What is a perforated ear drum?

A perforated eardrum might sound like a nightmare injury, but it’s actually a lot more common than you might think and can be caused by a variety of accidents or illnesses. So what does it actually mean when you have a perforated eardrum, and how can you care for your injury? Let’s take a look.

What is it?

A perforated eardrum is also sometimes known as a burst or broken eardrum, and it means you have a hole in your eardrum. The eardrum usually separates the outer ear from the inner ear, playing an important role in capturing sound and converting it into electrical signals that the brain can understand. When your eardrum is perforated, it can impair these functions, leading to issues such as leaking fluid, pain, hearing loss and ringing or buzzing.

How does it happen?

While it may sound like a traumatic way to injure yourself, a perforated eardrum is actually surprisingly common. The most common way that people perforate their eardrums is through trauma, such as placing objects like cotton buds in the ear canal, but it can also be caused by extremely loud noises or changes in pressure. Perforations can also be caused by other illnesses like ear infections, so it’s important to remember to consider this if you have recently had other ear-related problems.

How is it treated?

It’s important to see a GP as soon as possible if you think you have any of the symptoms of a perforated eardrum, or if you have had any other ear conditions recently that have persisted for more than two weeks. While there are no specific treatments to cure a perforated eardrum, and a doctor may advise that it will heal on its own, it can lead to further complications like infections that can become more serious – so always get it checked out. If the hole in your eardrum is more serious than usual, or it has become infected, then it may require a course of antibiotics or even surgery to repair.
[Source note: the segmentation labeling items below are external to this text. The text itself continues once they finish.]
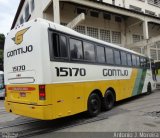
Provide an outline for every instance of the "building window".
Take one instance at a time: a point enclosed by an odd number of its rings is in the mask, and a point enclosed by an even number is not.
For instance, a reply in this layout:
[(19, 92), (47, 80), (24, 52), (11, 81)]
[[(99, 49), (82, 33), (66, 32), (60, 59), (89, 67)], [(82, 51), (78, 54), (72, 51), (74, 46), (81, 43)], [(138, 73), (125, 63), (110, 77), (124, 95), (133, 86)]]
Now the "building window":
[(34, 0), (31, 0), (31, 11), (33, 12), (35, 8), (35, 3), (34, 3)]
[(27, 3), (25, 8), (25, 21), (28, 21), (29, 18), (29, 4)]
[(87, 35), (98, 39), (98, 28), (87, 27)]
[(122, 22), (122, 18), (119, 16), (115, 16), (115, 21), (121, 23)]
[(97, 11), (90, 11), (90, 15), (91, 15), (92, 17), (96, 17), (96, 18), (99, 17), (99, 13), (98, 13)]
[(157, 52), (156, 49), (151, 49), (150, 50), (151, 53), (151, 58), (153, 58), (154, 60), (157, 60)]
[(140, 42), (141, 36), (134, 34), (134, 35), (132, 35), (132, 39), (133, 39), (133, 43)]
[(114, 64), (113, 49), (105, 48), (106, 60), (108, 64)]
[(23, 19), (23, 16), (21, 16), (20, 18), (20, 24), (23, 24), (24, 23), (24, 19)]
[(94, 45), (91, 43), (84, 42), (84, 59), (88, 61), (95, 61), (95, 49)]
[(137, 59), (135, 55), (132, 55), (132, 65), (137, 66)]
[(111, 42), (110, 31), (100, 29), (100, 39), (106, 42)]
[(105, 51), (104, 47), (97, 46), (97, 61), (98, 63), (104, 63), (105, 62)]
[(85, 34), (85, 26), (76, 26), (75, 28), (74, 28), (74, 30), (75, 31), (77, 31), (77, 32), (79, 32), (79, 33), (81, 33), (81, 34)]
[(131, 54), (127, 54), (127, 64), (128, 64), (128, 66), (132, 66)]
[(112, 43), (121, 44), (121, 32), (112, 31)]
[(134, 11), (142, 12), (142, 9), (133, 5), (129, 5), (129, 8)]

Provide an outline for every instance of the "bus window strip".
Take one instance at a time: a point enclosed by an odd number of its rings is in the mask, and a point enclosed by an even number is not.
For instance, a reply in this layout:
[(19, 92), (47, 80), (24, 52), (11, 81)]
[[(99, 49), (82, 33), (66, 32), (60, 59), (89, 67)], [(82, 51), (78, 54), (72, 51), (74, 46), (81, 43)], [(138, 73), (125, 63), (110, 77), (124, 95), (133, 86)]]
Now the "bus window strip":
[[(143, 57), (143, 56), (140, 56), (140, 55), (138, 55), (138, 54), (134, 54), (134, 53), (131, 53), (131, 52), (128, 52), (128, 51), (125, 51), (125, 50), (121, 50), (121, 49), (118, 49), (118, 48), (114, 48), (114, 47), (111, 47), (111, 46), (109, 46), (109, 45), (102, 45), (102, 44), (100, 44), (100, 43), (97, 43), (97, 42), (93, 42), (93, 41), (90, 41), (90, 40), (87, 40), (87, 39), (82, 39), (82, 38), (80, 38), (80, 37), (77, 37), (77, 36), (73, 36), (73, 35), (69, 35), (69, 34), (67, 34), (67, 33), (64, 33), (64, 32), (60, 32), (60, 31), (57, 31), (57, 30), (54, 30), (54, 29), (52, 29), (52, 28), (49, 28), (48, 29), (49, 30), (49, 47), (52, 47), (51, 45), (52, 45), (52, 37), (51, 37), (51, 34), (53, 34), (53, 32), (54, 33), (57, 33), (57, 34), (59, 34), (59, 35), (65, 35), (66, 36), (66, 38), (67, 38), (67, 44), (68, 44), (68, 58), (62, 58), (62, 57), (55, 57), (54, 55), (53, 55), (53, 53), (54, 52), (52, 52), (53, 51), (53, 48), (50, 48), (50, 60), (51, 61), (57, 61), (57, 62), (71, 62), (71, 63), (82, 63), (82, 64), (93, 64), (93, 65), (109, 65), (109, 66), (118, 66), (118, 67), (130, 67), (130, 68), (144, 68), (144, 69), (149, 69), (148, 67), (141, 67), (141, 66), (133, 66), (133, 64), (131, 65), (131, 66), (129, 66), (128, 65), (128, 63), (127, 63), (127, 65), (116, 65), (115, 64), (115, 62), (114, 62), (114, 64), (108, 64), (107, 62), (106, 62), (106, 54), (105, 54), (105, 62), (104, 63), (99, 63), (98, 61), (97, 61), (97, 51), (96, 51), (96, 46), (102, 46), (102, 47), (109, 47), (109, 48), (111, 48), (111, 49), (113, 49), (113, 50), (118, 50), (119, 52), (121, 52), (121, 51), (123, 51), (123, 52), (125, 52), (126, 54), (131, 54), (131, 61), (132, 61), (132, 55), (134, 55), (134, 56), (138, 56), (138, 57)], [(94, 49), (95, 49), (95, 59), (96, 59), (96, 61), (95, 62), (91, 62), (91, 61), (88, 61), (88, 60), (84, 60), (84, 58), (83, 59), (71, 59), (71, 57), (70, 57), (70, 43), (69, 43), (69, 39), (70, 38), (72, 38), (72, 39), (75, 39), (75, 40), (79, 40), (79, 41), (82, 41), (82, 48), (83, 48), (83, 41), (86, 41), (86, 42), (89, 42), (89, 43), (91, 43), (91, 44), (93, 44), (94, 45)], [(83, 57), (84, 57), (84, 49), (83, 49)], [(146, 58), (146, 57), (143, 57), (143, 58)], [(140, 58), (139, 58), (140, 59)], [(75, 62), (75, 61), (78, 61), (78, 62)], [(140, 61), (139, 61), (140, 62)]]

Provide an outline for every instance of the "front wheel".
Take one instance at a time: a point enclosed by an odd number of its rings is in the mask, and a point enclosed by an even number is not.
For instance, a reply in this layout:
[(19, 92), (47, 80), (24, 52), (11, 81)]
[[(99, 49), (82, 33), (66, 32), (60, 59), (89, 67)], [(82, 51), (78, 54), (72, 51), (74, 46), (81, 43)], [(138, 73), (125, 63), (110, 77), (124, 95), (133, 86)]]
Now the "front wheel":
[(87, 114), (90, 117), (95, 117), (101, 110), (101, 100), (98, 94), (92, 93), (88, 98), (88, 110)]

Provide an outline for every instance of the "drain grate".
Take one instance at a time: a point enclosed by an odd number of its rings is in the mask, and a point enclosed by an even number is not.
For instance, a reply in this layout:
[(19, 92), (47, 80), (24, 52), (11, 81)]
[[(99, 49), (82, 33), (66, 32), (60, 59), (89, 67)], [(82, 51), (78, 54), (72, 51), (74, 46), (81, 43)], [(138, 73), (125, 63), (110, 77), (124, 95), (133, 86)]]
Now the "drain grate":
[(160, 111), (153, 111), (153, 112), (148, 112), (146, 115), (149, 115), (151, 117), (160, 117)]

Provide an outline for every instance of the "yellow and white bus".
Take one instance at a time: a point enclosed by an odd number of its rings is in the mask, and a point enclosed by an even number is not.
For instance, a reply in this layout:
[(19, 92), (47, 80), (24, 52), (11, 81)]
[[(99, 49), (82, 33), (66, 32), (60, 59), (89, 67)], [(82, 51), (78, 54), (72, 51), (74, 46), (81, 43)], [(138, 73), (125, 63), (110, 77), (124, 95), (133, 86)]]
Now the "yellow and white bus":
[(6, 110), (42, 120), (96, 116), (154, 89), (149, 58), (43, 19), (8, 34), (4, 75)]

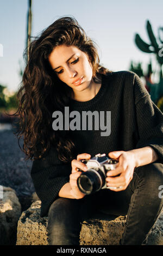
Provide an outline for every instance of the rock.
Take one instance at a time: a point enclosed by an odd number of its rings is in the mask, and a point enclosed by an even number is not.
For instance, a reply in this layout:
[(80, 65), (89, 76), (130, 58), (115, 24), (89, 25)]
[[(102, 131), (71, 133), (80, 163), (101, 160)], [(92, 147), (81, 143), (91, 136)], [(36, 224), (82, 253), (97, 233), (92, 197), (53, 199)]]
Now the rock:
[(21, 215), (21, 206), (15, 191), (1, 186), (0, 245), (15, 245), (17, 225)]
[(41, 218), (41, 201), (33, 203), (18, 222), (16, 245), (47, 245), (47, 217)]
[[(41, 201), (32, 203), (18, 222), (17, 245), (47, 245), (48, 217), (40, 216)], [(118, 245), (125, 226), (126, 216), (110, 216), (102, 220), (90, 219), (83, 223), (80, 245)], [(163, 245), (163, 212), (153, 228), (148, 245)]]

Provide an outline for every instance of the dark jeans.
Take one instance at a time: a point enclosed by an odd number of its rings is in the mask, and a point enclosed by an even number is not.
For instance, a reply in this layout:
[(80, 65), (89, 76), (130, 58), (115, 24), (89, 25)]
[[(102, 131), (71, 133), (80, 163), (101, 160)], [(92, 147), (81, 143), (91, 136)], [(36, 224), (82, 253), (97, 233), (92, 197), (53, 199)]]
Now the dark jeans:
[(57, 199), (49, 210), (49, 245), (79, 245), (83, 221), (97, 212), (127, 215), (121, 244), (141, 245), (161, 211), (159, 187), (162, 185), (163, 164), (155, 162), (135, 168), (126, 190), (104, 189), (81, 199)]

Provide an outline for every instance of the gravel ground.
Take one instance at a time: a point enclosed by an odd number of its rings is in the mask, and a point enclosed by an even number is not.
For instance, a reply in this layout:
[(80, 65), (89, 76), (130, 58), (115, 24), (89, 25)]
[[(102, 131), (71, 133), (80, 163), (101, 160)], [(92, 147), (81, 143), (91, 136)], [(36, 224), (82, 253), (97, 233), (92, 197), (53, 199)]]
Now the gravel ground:
[(25, 160), (13, 132), (12, 129), (0, 130), (0, 185), (15, 190), (24, 210), (30, 205), (35, 191), (30, 174), (32, 161)]

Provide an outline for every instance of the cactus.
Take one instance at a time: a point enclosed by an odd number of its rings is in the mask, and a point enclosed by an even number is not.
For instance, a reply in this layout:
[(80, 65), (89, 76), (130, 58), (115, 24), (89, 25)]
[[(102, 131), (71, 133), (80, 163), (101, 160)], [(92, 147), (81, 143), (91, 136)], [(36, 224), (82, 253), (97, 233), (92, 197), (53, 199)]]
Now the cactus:
[[(158, 43), (156, 38), (153, 33), (152, 26), (148, 20), (147, 22), (147, 31), (148, 35), (150, 40), (150, 44), (145, 42), (140, 36), (138, 34), (136, 34), (135, 37), (135, 42), (138, 48), (142, 51), (147, 53), (155, 53), (156, 56), (156, 59), (160, 65), (161, 71), (160, 74), (162, 76), (161, 66), (163, 64), (163, 56), (159, 56), (159, 52), (160, 50), (159, 44)], [(162, 28), (159, 28), (160, 31), (163, 29)], [(162, 41), (161, 40), (160, 33), (159, 34), (159, 38), (161, 44), (162, 44)], [(151, 50), (151, 47), (153, 50)], [(150, 48), (151, 47), (151, 48)]]

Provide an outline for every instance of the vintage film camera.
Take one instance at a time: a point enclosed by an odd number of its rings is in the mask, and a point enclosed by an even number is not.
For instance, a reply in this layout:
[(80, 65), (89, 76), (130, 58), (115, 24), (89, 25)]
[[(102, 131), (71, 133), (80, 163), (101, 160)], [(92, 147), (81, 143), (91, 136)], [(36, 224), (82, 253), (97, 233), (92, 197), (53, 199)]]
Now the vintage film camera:
[(114, 188), (106, 186), (105, 178), (108, 170), (116, 168), (118, 163), (117, 160), (107, 157), (105, 154), (98, 154), (90, 160), (81, 161), (88, 167), (86, 172), (78, 169), (82, 173), (77, 179), (77, 185), (82, 193), (89, 194), (101, 189)]

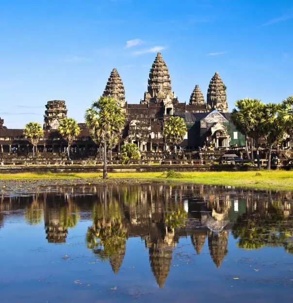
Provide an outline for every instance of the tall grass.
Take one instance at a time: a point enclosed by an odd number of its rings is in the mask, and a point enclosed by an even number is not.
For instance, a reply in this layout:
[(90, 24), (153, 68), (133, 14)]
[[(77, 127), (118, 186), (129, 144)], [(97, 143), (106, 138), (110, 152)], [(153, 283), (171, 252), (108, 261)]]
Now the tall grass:
[[(100, 178), (98, 173), (25, 173), (0, 174), (0, 180), (27, 179)], [(129, 172), (109, 173), (111, 178), (135, 178), (172, 180), (202, 184), (224, 185), (242, 187), (293, 190), (293, 171), (261, 171), (260, 175), (256, 171), (214, 171), (184, 173), (180, 178), (164, 178), (162, 172)], [(158, 178), (160, 177), (160, 179)]]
How can I avoid perforating my eardrum?

As with many other illnesses, prevention is the most effective treatment against a perforated eardrum. As a result, the best way to prevent perforation is to avoid placing objects into your ears and to mitigate any situations that might cause damage to your eardrum. This can mean using ear defenders if you’re likely to be in regular contact with loud noises, avoiding flying if you have had an ear infection close to the date of your flight and following the relevant instructions given when undertaking pressure-sensitive activities. This can mean equalising properly when scuba diving or sucking on a sweet when flying, as advised.

A perforated eardrum is one of many common ailments that can affect our ears, and which can be very uncomfortable if left untreated.